It's getting harder for tech-savvy drivers to pinpoint the locations of police drunken-driving checkpoints: Apple will ban from its online store future applications that inform users of checkpoints not publicized by police.
The move comes three months after four Democratic U.S. senators Charles Schumer of New York, Harry Reid of Nevada, Frank Lautenberg of New Jersey and Tom Udall of New Mexico asked three smartphone manufacturers to quit selling such downloadable apps or to remove the DUI checkpoint function.
Canada-based Research in Motion, maker of BlackBerry smartphones, pulled the apps immediately.
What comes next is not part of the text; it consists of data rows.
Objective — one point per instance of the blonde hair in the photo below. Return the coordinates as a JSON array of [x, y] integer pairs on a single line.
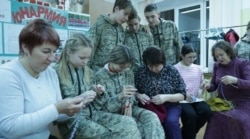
[[73, 44]]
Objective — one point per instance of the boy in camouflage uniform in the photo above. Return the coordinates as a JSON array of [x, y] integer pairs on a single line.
[[119, 87], [137, 39], [165, 34], [75, 78], [107, 32]]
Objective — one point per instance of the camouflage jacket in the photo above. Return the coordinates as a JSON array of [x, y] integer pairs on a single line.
[[113, 83], [166, 36], [138, 42], [105, 36]]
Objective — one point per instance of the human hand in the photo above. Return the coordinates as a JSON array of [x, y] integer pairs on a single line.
[[229, 80], [70, 106], [127, 92], [99, 89], [143, 98], [159, 99], [88, 96], [206, 86]]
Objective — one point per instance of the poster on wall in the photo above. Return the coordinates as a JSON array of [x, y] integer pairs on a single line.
[[11, 33], [5, 11], [22, 13], [78, 21], [72, 32]]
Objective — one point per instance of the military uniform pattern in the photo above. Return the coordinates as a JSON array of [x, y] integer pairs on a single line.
[[147, 121], [105, 36], [138, 42], [166, 36], [95, 124]]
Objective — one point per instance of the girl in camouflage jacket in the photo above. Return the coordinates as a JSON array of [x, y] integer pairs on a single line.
[[76, 78], [119, 89]]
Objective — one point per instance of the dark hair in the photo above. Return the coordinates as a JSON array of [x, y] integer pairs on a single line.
[[133, 15], [37, 32], [153, 55], [123, 4], [186, 49], [225, 46], [151, 7], [248, 25], [121, 54]]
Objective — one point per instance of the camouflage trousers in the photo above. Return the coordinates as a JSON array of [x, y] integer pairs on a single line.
[[102, 125], [148, 123]]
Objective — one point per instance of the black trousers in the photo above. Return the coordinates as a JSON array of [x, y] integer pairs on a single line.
[[193, 117]]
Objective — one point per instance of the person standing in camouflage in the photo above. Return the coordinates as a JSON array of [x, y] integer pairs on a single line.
[[137, 39], [165, 34], [107, 32], [119, 83], [75, 77]]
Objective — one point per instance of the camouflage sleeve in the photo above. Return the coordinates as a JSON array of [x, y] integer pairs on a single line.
[[177, 39], [95, 38], [236, 48], [150, 39]]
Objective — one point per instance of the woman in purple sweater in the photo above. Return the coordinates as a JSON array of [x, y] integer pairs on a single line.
[[231, 78]]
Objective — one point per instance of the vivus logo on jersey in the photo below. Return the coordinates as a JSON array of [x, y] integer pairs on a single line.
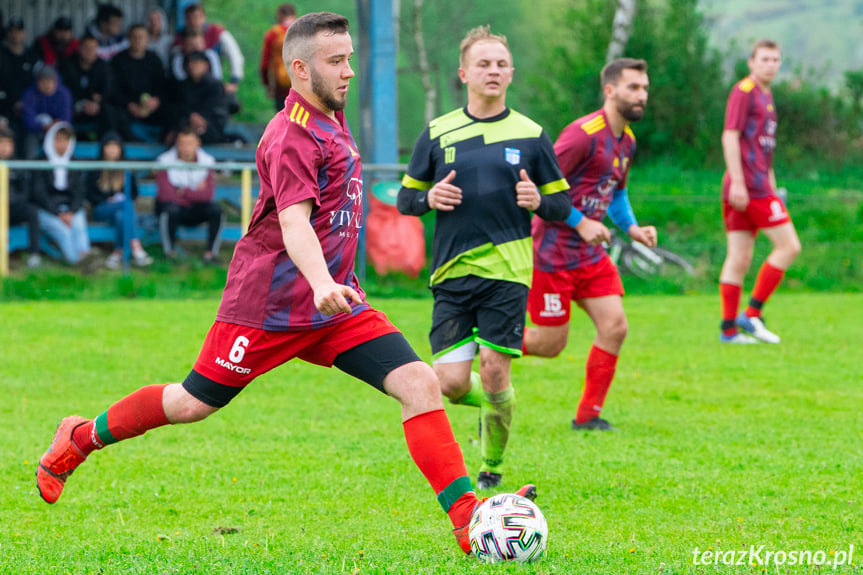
[[350, 220]]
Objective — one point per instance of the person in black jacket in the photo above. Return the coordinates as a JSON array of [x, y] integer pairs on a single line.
[[59, 193], [139, 84], [17, 63], [88, 77], [21, 209], [106, 192], [201, 100]]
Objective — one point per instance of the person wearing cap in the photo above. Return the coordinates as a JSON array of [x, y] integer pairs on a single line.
[[139, 84], [106, 192], [88, 78], [44, 104], [58, 44], [201, 100], [107, 27], [17, 61]]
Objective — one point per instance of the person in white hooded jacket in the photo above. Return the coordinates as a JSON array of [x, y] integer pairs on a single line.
[[59, 194]]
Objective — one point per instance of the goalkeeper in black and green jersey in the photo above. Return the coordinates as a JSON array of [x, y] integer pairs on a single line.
[[484, 169]]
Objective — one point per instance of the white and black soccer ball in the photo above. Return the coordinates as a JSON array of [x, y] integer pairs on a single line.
[[508, 527]]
Apple, maker of the iPhone, and Google, which sells Android-based apps, did not. At a hearing before the Senate Judiciary subcommittee on privacy last month, technology and the law, Schumer pressed Apple and Google executives to restrict sales of such apps.
On Wednesday, Apple updated the review guidelines for its App Store.
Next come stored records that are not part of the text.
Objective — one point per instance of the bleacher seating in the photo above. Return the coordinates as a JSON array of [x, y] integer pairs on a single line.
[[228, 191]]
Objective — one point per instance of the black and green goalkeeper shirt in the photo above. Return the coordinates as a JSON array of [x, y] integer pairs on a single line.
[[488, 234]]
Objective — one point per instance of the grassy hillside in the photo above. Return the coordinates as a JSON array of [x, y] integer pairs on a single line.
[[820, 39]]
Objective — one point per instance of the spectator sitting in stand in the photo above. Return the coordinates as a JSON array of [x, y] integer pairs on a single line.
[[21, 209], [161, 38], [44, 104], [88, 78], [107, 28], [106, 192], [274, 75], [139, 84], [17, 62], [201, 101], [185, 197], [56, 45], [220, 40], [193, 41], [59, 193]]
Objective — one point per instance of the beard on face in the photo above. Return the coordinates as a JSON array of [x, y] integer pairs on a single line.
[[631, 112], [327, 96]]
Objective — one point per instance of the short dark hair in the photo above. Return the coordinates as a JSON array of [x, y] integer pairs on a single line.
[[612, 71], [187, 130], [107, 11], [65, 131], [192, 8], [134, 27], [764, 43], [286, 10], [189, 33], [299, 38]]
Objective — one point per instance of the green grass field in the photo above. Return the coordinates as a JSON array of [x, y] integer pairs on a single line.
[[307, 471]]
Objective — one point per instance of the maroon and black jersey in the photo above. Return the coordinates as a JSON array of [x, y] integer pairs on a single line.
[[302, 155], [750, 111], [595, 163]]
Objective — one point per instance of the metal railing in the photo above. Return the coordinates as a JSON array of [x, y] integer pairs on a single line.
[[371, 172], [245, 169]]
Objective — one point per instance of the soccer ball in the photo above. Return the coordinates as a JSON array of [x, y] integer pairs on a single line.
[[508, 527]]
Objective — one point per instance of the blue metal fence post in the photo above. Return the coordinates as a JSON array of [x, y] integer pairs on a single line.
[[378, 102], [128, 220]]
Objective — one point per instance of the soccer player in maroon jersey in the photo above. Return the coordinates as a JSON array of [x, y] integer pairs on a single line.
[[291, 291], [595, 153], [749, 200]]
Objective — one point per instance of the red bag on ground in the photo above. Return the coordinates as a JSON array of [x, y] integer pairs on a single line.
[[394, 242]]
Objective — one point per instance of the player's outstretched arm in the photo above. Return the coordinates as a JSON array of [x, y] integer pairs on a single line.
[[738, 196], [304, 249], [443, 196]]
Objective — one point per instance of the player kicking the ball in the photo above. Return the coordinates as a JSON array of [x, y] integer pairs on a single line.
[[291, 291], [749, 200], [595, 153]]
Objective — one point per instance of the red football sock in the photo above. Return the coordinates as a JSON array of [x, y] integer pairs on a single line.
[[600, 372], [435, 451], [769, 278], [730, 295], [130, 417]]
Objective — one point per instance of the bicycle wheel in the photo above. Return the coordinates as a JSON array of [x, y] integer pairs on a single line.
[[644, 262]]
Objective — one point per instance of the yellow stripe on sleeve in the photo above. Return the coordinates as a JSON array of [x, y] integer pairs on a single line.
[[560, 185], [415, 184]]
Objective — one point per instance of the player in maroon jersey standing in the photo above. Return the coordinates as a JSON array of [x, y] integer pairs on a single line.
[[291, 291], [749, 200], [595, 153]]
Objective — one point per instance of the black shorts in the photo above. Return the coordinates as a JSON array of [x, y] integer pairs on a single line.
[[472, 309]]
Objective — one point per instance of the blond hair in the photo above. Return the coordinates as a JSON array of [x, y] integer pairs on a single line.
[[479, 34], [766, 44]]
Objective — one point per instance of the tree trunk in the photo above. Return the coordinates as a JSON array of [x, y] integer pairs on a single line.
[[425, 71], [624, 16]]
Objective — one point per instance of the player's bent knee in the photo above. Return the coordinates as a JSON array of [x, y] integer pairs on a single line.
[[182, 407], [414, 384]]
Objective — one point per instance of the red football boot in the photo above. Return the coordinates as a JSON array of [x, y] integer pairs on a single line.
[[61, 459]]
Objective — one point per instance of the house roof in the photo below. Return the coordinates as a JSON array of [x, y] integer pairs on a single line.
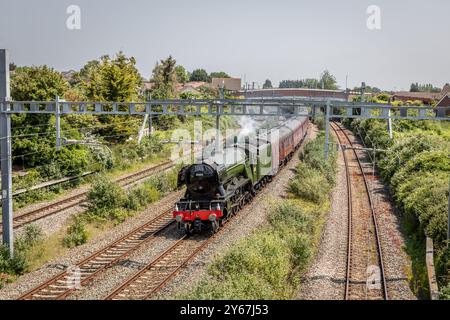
[[418, 95], [444, 102], [147, 85]]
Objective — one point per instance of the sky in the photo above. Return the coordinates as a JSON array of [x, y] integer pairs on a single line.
[[251, 39]]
"Apps which contain DUI checkpoints that are not published by law enforcement agencies, or encourage and enable drunk driving, will be rejected," the new guidelines say.
The senators applauded Apple's move to restrict future apps with the checkpoint functionality but said the company also should remove current ones. "I strongly encourage Apple to take the next responsible step of removing all applications that allow unsafe drivers to evade police checkpoints," Reid said.
Schumer said, "This victory will remain only half-won until the existing apps are removed from the store."
An Apple spokesman, Tom Neumayr, confirmed the change to Apple's app guidelines but said the company would have no further comment.
USA TODAY reported in March on the growing popularity of free or cheap, downloadable applications that help drivers avoid getting nailed for road offenses such as red-light camera violations and speed-trap busts. The report noted that the DUI function of some apps troubled some police agencies, which prompted the senators' request.
Fuzz Alert, one popular app that had the DUI checkpoint function, was altered last month to remove it, Fuzz Alert CEO Steve Croke said.
"Fuzz Alert was not a DUI app and was never intended to be a DUI app," he said. It "was designed as an audio-visual electronic device to warn drivers of traffic enforcement and speed-impediment areas (such as) speed cameras, red-light cameras and road hazards. The DUI aspect was never a core component to Fuzz Alert, so we took it out."